Oct 10 2016
“The kids are hungry, the driver has a headache and everyone has to go to the bathroom. If you’re traveling by car on a holiday weekend, the last thing you want to find at a roadside rest stop is a long line for a toilet. Companies that run major highway service plazas in Japan go to considerable lengths to ensure you never will, as they compete for the coveted Japan Toilet Award from the transportation ministry…”
Sourced through the New York Times
Michel Baudin‘s comments: When at airports or museums, you find the Men’s room readily accessible while there is a long line of women waiting on the other side, you cannot help but blame the architects for lack of respect for humanity. The buildings may look great, and may even excel at their primary function — getting passengers on and off airplanes, or giving access to cultural treasures — but they suck at details that are vital to the basic, physical comfort of their users.
Capacity planning should not be based on building codes but on observations and measurements that show, for example, that women use restrooms 40% more often than men and for three times as long each visit. Then, if you know that peak usage is 600 men and 800 women per hour arriving independently, you can apply basic queueing theory to calculate the number of stalls needed to ensure that there is at least one available for an arriving customer 95% of the time.
According to the article, Nexco Central Nippon Expressway promises that patrons never wait more than two minutes. At their Neopasa Shimizu stop seen above, near Shizuoka, 25,000 people may stop on a weekend, and there are 72 stalls for women, compared with 14 stalls and 32 urinals for men.
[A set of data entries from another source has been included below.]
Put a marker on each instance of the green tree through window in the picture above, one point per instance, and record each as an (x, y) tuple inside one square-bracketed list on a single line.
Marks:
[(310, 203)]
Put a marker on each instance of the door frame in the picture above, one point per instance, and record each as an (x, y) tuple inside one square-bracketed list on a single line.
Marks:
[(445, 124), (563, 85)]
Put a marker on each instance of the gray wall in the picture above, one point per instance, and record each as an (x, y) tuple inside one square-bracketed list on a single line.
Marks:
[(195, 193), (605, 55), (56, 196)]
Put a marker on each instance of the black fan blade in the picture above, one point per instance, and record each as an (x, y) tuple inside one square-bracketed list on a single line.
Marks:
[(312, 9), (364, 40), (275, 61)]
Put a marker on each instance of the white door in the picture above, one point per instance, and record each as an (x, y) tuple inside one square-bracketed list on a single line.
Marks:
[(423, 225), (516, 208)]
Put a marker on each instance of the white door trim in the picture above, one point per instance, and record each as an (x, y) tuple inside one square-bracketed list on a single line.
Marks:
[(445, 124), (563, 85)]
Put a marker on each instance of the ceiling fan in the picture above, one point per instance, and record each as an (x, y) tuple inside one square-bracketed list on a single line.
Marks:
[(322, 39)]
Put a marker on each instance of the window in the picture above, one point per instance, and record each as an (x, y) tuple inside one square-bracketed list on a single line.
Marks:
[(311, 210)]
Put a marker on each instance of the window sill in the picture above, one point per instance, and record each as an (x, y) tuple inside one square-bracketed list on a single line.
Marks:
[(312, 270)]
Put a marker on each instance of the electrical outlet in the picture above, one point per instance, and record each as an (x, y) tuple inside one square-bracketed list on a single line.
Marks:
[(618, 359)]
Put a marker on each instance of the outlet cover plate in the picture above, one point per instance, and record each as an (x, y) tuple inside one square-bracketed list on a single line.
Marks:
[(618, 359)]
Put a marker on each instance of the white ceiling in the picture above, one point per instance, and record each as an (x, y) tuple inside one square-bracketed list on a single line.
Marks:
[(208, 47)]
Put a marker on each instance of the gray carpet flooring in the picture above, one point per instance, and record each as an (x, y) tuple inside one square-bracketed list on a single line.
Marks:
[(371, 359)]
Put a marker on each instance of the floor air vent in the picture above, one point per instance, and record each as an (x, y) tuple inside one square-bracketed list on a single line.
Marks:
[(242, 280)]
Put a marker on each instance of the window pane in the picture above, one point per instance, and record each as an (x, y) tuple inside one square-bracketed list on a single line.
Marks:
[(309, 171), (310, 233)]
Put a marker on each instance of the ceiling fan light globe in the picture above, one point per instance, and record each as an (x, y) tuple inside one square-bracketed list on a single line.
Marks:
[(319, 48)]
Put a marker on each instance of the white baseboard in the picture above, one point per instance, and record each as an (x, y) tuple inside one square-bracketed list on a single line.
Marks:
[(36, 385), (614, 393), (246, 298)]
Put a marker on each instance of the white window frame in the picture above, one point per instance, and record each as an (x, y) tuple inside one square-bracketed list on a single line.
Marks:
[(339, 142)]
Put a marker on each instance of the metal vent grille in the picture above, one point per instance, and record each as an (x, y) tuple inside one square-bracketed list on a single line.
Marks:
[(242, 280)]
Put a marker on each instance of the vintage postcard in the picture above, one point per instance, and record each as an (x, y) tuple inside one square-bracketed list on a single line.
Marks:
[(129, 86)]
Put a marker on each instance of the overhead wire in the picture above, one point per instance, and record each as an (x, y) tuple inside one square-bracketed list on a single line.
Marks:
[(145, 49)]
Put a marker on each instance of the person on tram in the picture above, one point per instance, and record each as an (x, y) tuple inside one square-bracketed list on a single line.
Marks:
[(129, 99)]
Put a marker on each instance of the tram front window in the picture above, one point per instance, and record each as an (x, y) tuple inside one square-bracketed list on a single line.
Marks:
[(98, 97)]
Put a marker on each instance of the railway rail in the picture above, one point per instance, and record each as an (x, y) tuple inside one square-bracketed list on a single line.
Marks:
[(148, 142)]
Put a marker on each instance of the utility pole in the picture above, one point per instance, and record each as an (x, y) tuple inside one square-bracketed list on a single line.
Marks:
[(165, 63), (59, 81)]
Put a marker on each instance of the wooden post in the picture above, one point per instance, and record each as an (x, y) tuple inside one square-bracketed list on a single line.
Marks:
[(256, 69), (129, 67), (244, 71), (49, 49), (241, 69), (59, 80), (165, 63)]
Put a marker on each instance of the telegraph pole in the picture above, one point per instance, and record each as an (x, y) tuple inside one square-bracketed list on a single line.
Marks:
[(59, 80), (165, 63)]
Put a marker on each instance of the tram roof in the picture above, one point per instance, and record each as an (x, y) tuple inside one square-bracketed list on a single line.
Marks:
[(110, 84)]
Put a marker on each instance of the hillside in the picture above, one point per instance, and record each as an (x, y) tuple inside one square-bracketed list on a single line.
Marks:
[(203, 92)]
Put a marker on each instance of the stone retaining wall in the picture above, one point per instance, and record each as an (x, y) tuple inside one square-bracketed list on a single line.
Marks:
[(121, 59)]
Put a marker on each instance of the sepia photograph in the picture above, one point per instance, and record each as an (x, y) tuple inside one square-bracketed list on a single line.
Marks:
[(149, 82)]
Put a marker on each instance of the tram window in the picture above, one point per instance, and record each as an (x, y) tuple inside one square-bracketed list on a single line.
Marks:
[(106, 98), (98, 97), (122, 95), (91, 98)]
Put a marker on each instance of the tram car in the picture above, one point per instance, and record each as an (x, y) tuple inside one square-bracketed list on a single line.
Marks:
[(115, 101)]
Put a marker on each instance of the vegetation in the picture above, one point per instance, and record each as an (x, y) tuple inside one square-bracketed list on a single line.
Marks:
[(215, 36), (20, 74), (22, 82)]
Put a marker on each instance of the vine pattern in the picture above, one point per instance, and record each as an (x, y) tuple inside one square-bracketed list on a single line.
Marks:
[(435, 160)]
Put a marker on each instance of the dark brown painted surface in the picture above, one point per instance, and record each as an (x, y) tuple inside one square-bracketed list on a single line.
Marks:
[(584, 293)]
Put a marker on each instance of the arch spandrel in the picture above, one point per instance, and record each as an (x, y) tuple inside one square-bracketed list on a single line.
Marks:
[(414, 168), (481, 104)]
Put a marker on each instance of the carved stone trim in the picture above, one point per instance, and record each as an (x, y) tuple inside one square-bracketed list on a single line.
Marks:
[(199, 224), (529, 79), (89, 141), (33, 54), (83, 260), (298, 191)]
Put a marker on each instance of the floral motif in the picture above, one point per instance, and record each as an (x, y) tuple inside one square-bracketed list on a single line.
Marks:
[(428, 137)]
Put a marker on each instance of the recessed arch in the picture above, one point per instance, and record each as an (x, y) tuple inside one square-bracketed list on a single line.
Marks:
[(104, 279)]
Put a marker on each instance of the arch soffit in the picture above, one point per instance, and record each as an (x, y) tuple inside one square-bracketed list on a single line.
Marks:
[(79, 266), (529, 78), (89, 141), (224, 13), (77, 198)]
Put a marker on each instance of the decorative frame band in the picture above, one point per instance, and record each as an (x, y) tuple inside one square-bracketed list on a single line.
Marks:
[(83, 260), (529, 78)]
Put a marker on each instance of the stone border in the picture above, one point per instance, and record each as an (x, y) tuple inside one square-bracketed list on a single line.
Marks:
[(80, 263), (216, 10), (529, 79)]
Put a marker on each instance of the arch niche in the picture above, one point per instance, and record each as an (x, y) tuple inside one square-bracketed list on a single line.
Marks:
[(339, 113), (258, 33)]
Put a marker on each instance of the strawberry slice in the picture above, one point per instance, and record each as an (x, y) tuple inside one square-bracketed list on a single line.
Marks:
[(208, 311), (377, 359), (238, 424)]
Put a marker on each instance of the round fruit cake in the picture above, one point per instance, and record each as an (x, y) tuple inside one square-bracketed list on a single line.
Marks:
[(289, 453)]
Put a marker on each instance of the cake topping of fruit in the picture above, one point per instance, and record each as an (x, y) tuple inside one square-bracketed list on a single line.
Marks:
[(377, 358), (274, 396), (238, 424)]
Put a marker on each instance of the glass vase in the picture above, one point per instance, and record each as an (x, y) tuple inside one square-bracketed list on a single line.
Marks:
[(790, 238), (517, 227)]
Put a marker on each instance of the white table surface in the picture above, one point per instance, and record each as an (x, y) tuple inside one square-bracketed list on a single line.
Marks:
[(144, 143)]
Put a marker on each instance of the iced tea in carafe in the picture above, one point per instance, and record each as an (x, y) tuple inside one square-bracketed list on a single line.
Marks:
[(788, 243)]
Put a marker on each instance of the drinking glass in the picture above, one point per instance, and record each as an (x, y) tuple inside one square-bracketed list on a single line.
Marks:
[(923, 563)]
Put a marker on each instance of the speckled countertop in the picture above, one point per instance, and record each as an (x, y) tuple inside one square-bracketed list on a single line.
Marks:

A screen mounted outside the restroom shows which stalls are free, with icons showing whether the available toilets are sitting or squatting.
Factories are also places where human beings spend 8-hour shifts, that architects and engineers must attend to. It’s not just production lines and machines. You have to have a plan for people entering the facility without being run over by trucks, store their personal belongings, change into work clothes, go to their work stations, eat use restrooms, and leave at the end of the shift. The best time to address these issues is upfront, when you build the plant. The cost of fixing errors afterwards can be prohibitive.
Three years ago, in a post on Kaizen in Japan Versus The Rest Of The World, I concluded with a discussion of “Kaizen that stinks” ((泥臭い改善, dorokusai kaizen), which was improvement activities on the kind of dirty jobs that do not receive much management attention. This kind of Kaizen, however, is a vehicle to accumulate the knowledge needed to design the kind of facilities hailed in this article.